The Court finds this factor tips in US Fund’s favor. Indeed, it does not appear that
HCD will suffer any harm if the injunction is granted and it does not contend otherwise,
instead arguing that US Fund failed to show WFH will be harmed if the injunction is not
granted. Here, if the injunction is not issued, WFH will be entitled to proceed with
foreclosure proceedings on the Project. The Project was initially funded by the
California Statewide Communities Development Authority (“CSCDA”). CSCDA’s deed
of trust is superior to HCD’s deed of trust and HCD’s attempt to foreclose on the
Project under its deed of trust could result in CSCDA declaring a default and initiate its
foreclosure proceedings of its own. (Koach Decl. ¶ 24; Exh. B.) This in turn could
eliminate HCD’s junior lien and the regulatory scheme for the Project implemented by
the loan documents. In addition, proceeding with foreclosure proceedings could
negatively impact WFH’s goal of providing low income housing which could result in
the loss of housing opportunities for farmworker families.
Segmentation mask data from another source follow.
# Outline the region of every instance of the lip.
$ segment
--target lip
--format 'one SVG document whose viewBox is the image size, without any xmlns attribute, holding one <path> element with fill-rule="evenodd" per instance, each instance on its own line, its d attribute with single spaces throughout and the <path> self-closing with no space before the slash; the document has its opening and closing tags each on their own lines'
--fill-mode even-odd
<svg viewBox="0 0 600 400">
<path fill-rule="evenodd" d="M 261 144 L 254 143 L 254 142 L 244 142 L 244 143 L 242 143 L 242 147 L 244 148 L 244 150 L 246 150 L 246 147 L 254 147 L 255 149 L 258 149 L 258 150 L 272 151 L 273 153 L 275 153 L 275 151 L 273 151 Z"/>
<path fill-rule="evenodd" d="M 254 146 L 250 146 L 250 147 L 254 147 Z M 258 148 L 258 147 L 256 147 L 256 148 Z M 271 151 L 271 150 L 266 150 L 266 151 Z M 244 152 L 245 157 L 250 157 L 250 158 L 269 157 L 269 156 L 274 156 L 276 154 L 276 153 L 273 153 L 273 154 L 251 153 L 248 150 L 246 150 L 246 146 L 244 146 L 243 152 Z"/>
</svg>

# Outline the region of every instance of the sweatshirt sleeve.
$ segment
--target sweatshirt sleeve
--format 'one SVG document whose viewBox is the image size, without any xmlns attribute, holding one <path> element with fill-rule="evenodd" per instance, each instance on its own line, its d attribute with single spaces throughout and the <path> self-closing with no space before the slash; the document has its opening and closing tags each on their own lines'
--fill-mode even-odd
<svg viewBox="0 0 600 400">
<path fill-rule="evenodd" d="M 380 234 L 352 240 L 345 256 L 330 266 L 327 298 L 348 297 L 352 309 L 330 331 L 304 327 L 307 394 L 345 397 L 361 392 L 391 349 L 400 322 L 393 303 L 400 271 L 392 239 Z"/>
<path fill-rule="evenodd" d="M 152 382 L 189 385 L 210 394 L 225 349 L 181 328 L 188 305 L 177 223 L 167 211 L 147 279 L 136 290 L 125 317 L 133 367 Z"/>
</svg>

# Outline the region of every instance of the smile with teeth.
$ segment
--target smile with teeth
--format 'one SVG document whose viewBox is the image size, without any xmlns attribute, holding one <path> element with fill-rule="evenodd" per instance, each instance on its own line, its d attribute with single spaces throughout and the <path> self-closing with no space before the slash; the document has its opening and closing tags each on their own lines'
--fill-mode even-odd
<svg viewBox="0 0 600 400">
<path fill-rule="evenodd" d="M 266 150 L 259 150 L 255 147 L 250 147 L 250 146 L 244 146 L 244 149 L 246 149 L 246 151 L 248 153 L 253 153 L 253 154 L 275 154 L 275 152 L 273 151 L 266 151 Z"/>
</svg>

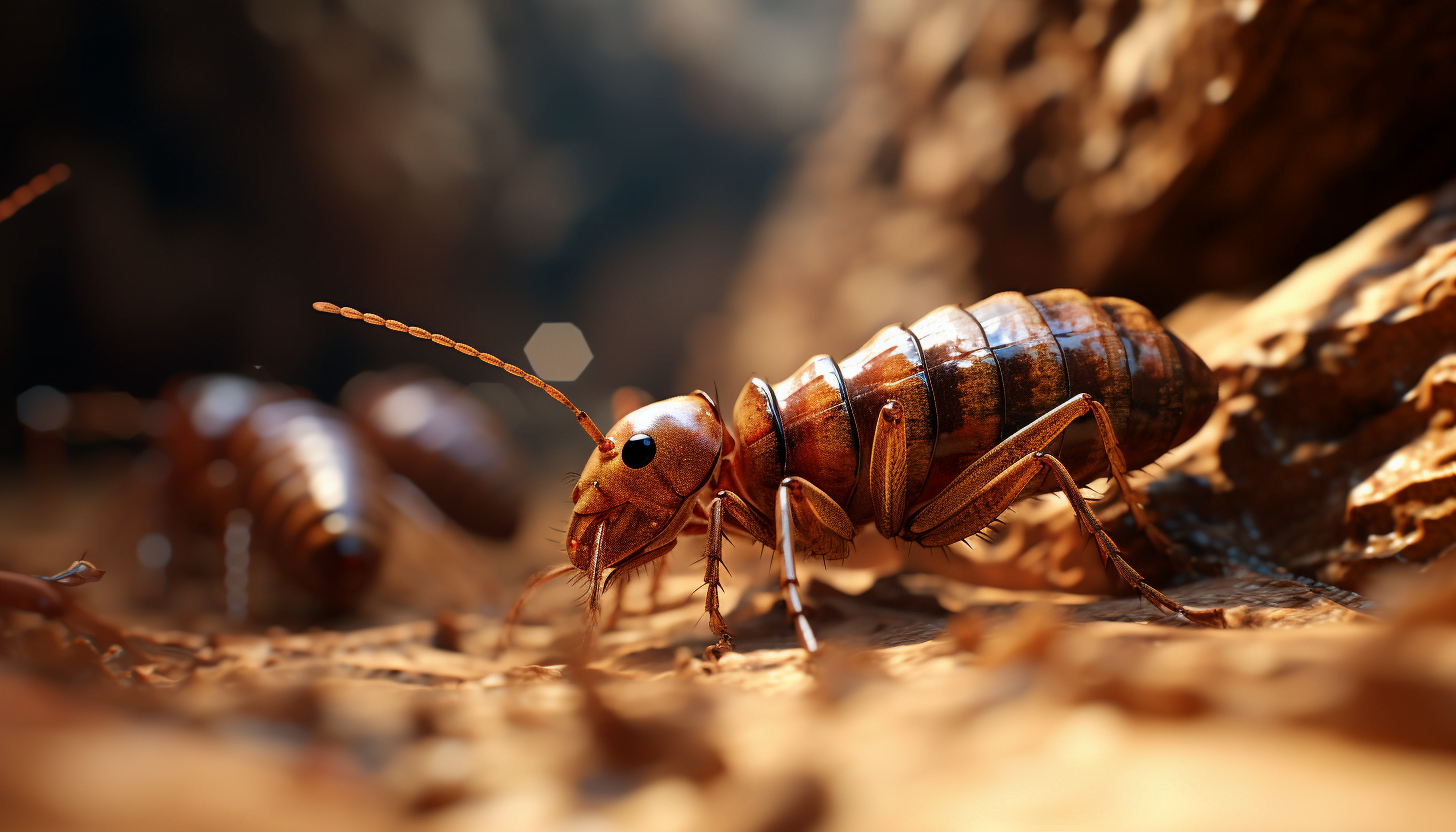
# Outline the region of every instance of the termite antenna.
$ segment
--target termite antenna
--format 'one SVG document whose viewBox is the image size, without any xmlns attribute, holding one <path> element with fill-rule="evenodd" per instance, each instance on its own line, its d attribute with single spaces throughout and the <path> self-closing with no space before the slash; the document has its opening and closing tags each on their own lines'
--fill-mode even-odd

HCD’s argument that WFH
could avoid harm if it accepted HCD’s settlement demands is not persuasive. Indeed,
if HCD’s argument were accepted, any party seeking an injunction could avoid any
harm if it simply acceded to the other’s demands. On balance, the Court finds that the
harm to WFH in not granting the injunction outweighs any harm that HCD may suffer if
the injunction is granted. Indeed, HCD can still litigate its claim that WFH is in default
under the loan agreements. If it is ultimately correct in its position it will simply have to
wait until the conclusion of the litigation to continue with foreclosure proceedings.

As a result, the motion for preliminary injunction is granted. Of course, this is not a
determination of the ultimate right to a permanent injunction; it is based on a showing
that it is desirable to maintain the status quo pending a determination of the merits.
(See Continental Baking Co. v. Katz (1968) 68 C.2d 512, 528.) Pursuant to CCP §
527, US Fund shall post an undertaking in the amount of $50,000.

Pursuant to CRC Rule 3.1312, US Fund’s counsel shall submit a formal order
consistent with the above which the Court will sign once the undertaking is posted.